More tools for improving body image

  1. Wear clothes that feel good on your body - Rather than focus on what minimizes your waist, makes you look taller, or hides some aspect of your body you don’t like, try putting your clothes on and not looking at yourself. Engage your tactile sense and experience what you like or don’t like about how your clothes feel (4). 
  2. Assess your social media - Unfollow accounts that push one type of beauty, that emphasize changing yourself, or that otherwise put you at odds with your own body. Fill your feed with images of people in all sorts of bodies having full, meaningful, and happy lives. 
  3. Address body talk - Our peer groups have a big impact on how we experience our bodies (5). If your friends and family frequently talk about ways they are trying to lose weight or minimize “flaws”, consider bringing that to their attention. Ask if they would be willing to commit to talking about other topics besides changing their bodies. If that feels too direct, try changing the subject when bodies become the topic of conversation.
  4. Get angry about sexism, racism, and ableism - Our beliefs about beauty are directly linked to systems of oppression that devalue women, people of color, and folks with disabilities. Anger isn’t a state we want to stay in, but it’s useful fuel for burning away whatever resistance we may have to accepting our bodies. The Representation Project (5) provides a great overview of how the media plays a central role in perpetuating oppressive standards of beauty.
  5. Notice how you judge other bodies - Body image is a community issue (6). We won’t get far in befriending our bodies if we are actively critical of other people’s bodies. Notice how you react to bodies that don’t fit social standards of beauty. When you feel disgust, pity, or an urge to judge, challenge yourself to connect with the humanity of the body you’re judging. Try thinking “Here is a person, just like me, who wants to be happy.” Or ask yourself “Is their body my business?”
  6. Write yourself a permission slip to do what you want without changing your body first - If you’ve been putting off applying for a new job, planning a vacation, or otherwise putting your life on hold until something about your body changes, that ends now! Imagine yourself one year from now, five years from now - will it feel more satisfying to have taken a leap or to have held back in the service of negative body judgments?
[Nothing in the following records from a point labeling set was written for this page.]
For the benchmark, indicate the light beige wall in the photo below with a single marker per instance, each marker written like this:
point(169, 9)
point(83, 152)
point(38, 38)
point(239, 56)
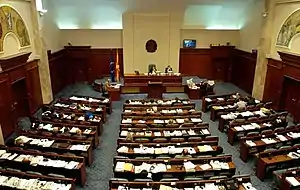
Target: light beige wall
point(250, 32)
point(138, 28)
point(11, 44)
point(206, 37)
point(93, 37)
point(282, 12)
point(51, 34)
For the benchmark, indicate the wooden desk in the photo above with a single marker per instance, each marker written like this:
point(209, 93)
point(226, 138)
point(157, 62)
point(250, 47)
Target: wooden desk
point(144, 79)
point(207, 105)
point(113, 184)
point(114, 93)
point(155, 90)
point(194, 94)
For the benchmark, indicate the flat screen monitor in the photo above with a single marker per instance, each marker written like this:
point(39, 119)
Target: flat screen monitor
point(189, 43)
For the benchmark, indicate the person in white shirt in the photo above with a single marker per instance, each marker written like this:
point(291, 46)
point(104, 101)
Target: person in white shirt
point(241, 104)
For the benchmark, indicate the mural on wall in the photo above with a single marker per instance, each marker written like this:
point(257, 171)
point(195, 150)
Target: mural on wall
point(12, 22)
point(289, 29)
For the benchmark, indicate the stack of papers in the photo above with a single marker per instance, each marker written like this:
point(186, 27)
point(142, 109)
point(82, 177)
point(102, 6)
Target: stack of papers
point(208, 100)
point(268, 140)
point(126, 120)
point(248, 186)
point(123, 149)
point(281, 137)
point(80, 147)
point(196, 120)
point(250, 143)
point(189, 166)
point(205, 148)
point(292, 181)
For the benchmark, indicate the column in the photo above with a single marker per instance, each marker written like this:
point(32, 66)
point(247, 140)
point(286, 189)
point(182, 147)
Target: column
point(265, 45)
point(41, 52)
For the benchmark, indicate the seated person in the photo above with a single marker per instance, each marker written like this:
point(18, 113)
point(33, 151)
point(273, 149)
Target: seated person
point(191, 84)
point(106, 87)
point(250, 100)
point(241, 104)
point(153, 70)
point(169, 69)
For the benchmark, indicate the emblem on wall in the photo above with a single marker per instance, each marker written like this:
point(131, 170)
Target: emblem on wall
point(12, 22)
point(289, 29)
point(151, 46)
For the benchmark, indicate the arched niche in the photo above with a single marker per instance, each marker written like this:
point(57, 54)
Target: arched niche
point(12, 23)
point(289, 29)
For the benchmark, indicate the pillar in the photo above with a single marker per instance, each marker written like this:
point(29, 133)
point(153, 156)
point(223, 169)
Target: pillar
point(41, 52)
point(264, 50)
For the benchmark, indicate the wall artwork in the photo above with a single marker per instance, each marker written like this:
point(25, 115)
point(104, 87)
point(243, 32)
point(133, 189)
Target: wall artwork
point(12, 22)
point(289, 29)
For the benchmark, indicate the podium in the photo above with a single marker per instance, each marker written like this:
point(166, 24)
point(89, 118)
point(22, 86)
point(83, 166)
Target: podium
point(155, 90)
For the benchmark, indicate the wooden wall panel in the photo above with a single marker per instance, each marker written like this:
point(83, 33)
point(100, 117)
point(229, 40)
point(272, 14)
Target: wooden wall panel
point(282, 83)
point(196, 62)
point(243, 70)
point(59, 71)
point(100, 60)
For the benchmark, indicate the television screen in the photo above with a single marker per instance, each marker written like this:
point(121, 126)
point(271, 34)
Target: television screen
point(189, 43)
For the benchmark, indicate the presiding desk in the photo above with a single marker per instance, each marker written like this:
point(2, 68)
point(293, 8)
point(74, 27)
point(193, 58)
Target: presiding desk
point(155, 90)
point(145, 78)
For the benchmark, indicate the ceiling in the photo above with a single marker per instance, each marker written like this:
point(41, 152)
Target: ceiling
point(107, 14)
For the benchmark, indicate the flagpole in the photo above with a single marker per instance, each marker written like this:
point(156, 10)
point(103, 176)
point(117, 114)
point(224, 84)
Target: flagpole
point(117, 66)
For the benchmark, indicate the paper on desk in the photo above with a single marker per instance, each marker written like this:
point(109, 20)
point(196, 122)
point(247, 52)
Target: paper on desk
point(281, 137)
point(208, 99)
point(205, 166)
point(248, 186)
point(237, 128)
point(196, 120)
point(293, 181)
point(250, 143)
point(205, 131)
point(164, 187)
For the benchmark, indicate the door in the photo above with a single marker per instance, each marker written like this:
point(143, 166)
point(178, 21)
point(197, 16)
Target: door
point(6, 116)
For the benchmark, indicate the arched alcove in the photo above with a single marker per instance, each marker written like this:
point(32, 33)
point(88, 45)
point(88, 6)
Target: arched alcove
point(12, 23)
point(289, 29)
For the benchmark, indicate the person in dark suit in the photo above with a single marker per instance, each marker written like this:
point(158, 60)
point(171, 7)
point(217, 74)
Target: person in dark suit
point(168, 69)
point(153, 70)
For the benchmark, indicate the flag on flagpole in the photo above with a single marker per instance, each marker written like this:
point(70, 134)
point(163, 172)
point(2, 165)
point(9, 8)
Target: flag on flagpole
point(112, 68)
point(117, 73)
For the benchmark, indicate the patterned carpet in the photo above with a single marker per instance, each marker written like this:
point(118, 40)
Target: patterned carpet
point(101, 171)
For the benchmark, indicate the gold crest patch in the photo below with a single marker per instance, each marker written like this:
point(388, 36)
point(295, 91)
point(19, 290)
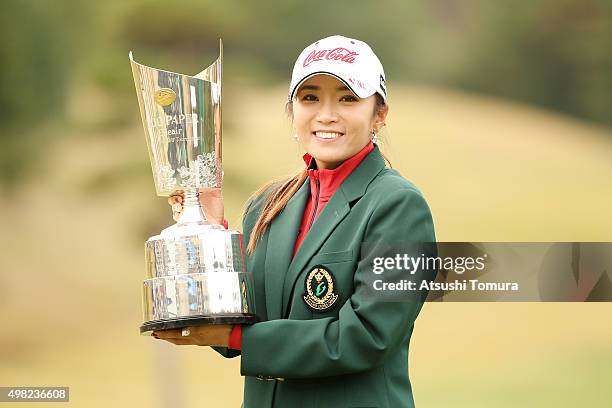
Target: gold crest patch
point(320, 289)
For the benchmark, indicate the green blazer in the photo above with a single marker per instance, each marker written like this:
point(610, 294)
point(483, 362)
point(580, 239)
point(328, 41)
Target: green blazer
point(354, 353)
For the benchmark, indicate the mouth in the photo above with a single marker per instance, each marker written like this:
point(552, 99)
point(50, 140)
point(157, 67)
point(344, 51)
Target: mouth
point(327, 135)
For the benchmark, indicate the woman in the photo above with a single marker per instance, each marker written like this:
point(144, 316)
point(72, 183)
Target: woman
point(321, 340)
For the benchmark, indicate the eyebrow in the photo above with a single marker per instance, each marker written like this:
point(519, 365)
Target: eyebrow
point(316, 88)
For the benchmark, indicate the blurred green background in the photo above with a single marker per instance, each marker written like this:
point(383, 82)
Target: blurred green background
point(499, 111)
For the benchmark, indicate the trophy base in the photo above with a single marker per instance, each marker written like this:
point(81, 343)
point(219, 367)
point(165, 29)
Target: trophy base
point(149, 327)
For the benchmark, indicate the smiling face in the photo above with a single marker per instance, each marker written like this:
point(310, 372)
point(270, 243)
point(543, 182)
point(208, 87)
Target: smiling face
point(332, 123)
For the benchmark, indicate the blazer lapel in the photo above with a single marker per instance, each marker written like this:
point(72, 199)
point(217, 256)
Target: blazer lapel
point(334, 212)
point(279, 252)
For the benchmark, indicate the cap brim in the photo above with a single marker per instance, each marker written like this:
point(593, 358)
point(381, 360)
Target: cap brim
point(362, 94)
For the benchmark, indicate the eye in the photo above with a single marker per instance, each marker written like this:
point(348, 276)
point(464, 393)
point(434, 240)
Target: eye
point(309, 97)
point(348, 98)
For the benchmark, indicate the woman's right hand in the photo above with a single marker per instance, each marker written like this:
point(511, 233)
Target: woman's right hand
point(211, 200)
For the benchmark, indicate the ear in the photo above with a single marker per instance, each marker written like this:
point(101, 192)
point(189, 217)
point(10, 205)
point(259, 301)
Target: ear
point(381, 117)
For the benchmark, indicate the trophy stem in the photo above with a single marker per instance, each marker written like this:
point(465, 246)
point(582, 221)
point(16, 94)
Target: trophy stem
point(192, 210)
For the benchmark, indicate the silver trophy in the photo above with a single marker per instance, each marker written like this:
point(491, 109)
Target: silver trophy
point(195, 269)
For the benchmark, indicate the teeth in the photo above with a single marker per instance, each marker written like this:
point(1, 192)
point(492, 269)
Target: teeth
point(327, 135)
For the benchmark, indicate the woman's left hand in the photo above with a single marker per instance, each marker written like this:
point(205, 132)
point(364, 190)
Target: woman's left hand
point(204, 335)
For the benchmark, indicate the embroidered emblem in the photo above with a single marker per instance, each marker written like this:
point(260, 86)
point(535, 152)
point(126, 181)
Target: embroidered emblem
point(320, 289)
point(245, 304)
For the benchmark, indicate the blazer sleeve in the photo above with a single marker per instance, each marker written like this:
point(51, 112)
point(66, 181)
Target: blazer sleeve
point(366, 332)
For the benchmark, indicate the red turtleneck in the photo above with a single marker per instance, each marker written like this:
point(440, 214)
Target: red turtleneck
point(323, 184)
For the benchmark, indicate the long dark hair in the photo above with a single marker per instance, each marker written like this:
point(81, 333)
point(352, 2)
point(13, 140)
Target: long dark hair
point(282, 190)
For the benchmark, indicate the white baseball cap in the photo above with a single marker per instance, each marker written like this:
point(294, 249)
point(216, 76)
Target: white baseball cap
point(351, 61)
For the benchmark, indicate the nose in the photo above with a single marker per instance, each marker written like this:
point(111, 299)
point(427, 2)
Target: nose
point(327, 112)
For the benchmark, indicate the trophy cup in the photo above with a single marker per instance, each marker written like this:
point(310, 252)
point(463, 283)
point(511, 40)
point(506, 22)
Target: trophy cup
point(195, 271)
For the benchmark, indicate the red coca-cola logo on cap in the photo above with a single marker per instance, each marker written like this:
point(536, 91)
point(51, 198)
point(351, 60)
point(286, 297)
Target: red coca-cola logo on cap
point(337, 54)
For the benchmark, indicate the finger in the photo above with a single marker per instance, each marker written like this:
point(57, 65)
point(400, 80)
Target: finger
point(180, 342)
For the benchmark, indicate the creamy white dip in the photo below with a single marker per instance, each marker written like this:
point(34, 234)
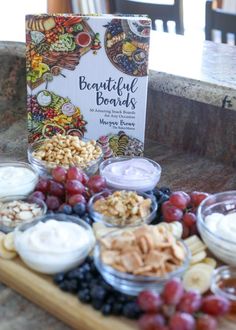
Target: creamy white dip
point(133, 174)
point(53, 246)
point(222, 225)
point(16, 181)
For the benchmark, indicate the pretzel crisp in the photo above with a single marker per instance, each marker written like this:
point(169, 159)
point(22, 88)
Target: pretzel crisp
point(146, 251)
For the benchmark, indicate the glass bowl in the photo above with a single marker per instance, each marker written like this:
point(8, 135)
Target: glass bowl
point(17, 178)
point(223, 284)
point(134, 284)
point(109, 221)
point(221, 242)
point(130, 180)
point(46, 259)
point(7, 226)
point(44, 168)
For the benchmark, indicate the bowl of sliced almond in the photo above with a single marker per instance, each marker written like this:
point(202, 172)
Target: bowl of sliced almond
point(15, 210)
point(140, 258)
point(122, 208)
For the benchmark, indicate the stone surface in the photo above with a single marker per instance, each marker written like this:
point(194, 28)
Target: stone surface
point(192, 126)
point(181, 170)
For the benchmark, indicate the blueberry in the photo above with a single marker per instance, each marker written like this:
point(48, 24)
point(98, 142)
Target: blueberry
point(165, 190)
point(64, 286)
point(58, 278)
point(84, 295)
point(106, 309)
point(131, 310)
point(73, 286)
point(117, 308)
point(98, 293)
point(87, 219)
point(65, 208)
point(80, 209)
point(97, 304)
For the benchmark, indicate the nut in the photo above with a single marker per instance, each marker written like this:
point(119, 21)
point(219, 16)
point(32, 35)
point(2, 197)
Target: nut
point(124, 208)
point(68, 150)
point(12, 212)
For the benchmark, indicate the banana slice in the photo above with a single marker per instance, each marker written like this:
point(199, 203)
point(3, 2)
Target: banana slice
point(8, 242)
point(198, 277)
point(210, 261)
point(4, 253)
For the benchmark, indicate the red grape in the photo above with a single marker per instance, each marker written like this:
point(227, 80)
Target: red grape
point(37, 195)
point(189, 219)
point(74, 173)
point(56, 188)
point(215, 305)
point(96, 183)
point(173, 291)
point(74, 187)
point(178, 199)
point(52, 202)
point(59, 174)
point(149, 301)
point(186, 231)
point(197, 197)
point(170, 212)
point(152, 322)
point(78, 198)
point(42, 185)
point(182, 321)
point(190, 302)
point(206, 322)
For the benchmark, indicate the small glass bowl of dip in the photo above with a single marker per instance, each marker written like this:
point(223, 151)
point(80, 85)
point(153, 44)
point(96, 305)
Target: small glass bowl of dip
point(218, 235)
point(131, 173)
point(17, 178)
point(113, 221)
point(133, 284)
point(45, 168)
point(223, 283)
point(7, 226)
point(41, 252)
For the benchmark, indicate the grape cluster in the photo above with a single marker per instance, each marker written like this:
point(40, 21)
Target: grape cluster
point(182, 207)
point(176, 309)
point(34, 108)
point(68, 191)
point(114, 27)
point(87, 283)
point(128, 65)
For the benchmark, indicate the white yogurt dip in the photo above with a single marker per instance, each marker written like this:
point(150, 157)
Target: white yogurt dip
point(137, 173)
point(222, 225)
point(16, 180)
point(53, 246)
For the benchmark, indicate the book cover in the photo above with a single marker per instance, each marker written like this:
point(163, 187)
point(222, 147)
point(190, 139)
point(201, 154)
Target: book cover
point(87, 76)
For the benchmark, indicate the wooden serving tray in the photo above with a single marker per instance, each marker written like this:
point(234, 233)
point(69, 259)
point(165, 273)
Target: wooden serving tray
point(40, 290)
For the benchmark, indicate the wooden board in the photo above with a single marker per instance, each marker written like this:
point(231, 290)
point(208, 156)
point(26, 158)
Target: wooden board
point(40, 290)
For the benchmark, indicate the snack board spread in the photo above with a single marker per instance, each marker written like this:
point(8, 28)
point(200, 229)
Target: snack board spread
point(87, 76)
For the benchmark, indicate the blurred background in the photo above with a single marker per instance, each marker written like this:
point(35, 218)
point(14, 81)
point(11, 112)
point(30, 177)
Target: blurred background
point(12, 23)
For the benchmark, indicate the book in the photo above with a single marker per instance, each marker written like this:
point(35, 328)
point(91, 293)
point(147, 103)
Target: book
point(88, 76)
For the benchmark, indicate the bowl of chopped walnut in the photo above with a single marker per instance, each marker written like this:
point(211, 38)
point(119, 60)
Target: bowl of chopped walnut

Body image is a tender subject for many of us, but the Fitness Blender community is here to offer encouragement and support. How’s your relationship with your body? What have you found challenging or helpful in befriending your body?

Written for Fitness Blender by Candice C, PhD
Licensed Clinical Mental Health Counselor Supervisor

References

  1. Pearson, A., Macera, M. H., & Follette, V. (2010). Acceptance and commitment therapy for body image dissatisfaction: A practitioner's guide to using mindfulness, acceptance, and values-based behavior change strategies. New Harbinger Publications.
  2. Cash, T. F., & Pruzinsky, T. (Eds.). (2004). Body image: A handbook of theory, research, and clinical practice. Guilford press.
  3. National Eating Disorders Association. (2021, February 4). 10 Steps to Positive Body Image
  4. Research. (2021, August 3). The Representation Project.
  5. Wasylkiw, L., & Butler, N. A. (2014). Body talk among undergraduate women: Why conversations about exercise and weight loss differentially predict body appreciation. Journal of Health Psychology, 19(8), 1013-1024.
  6. Taylor, S. R., & Oluo, I. (2021). The Body Is Not an Apology, Second Edition: The Power of Radical Self-Love (2nd ed.). Berrett-Koehler Publishers.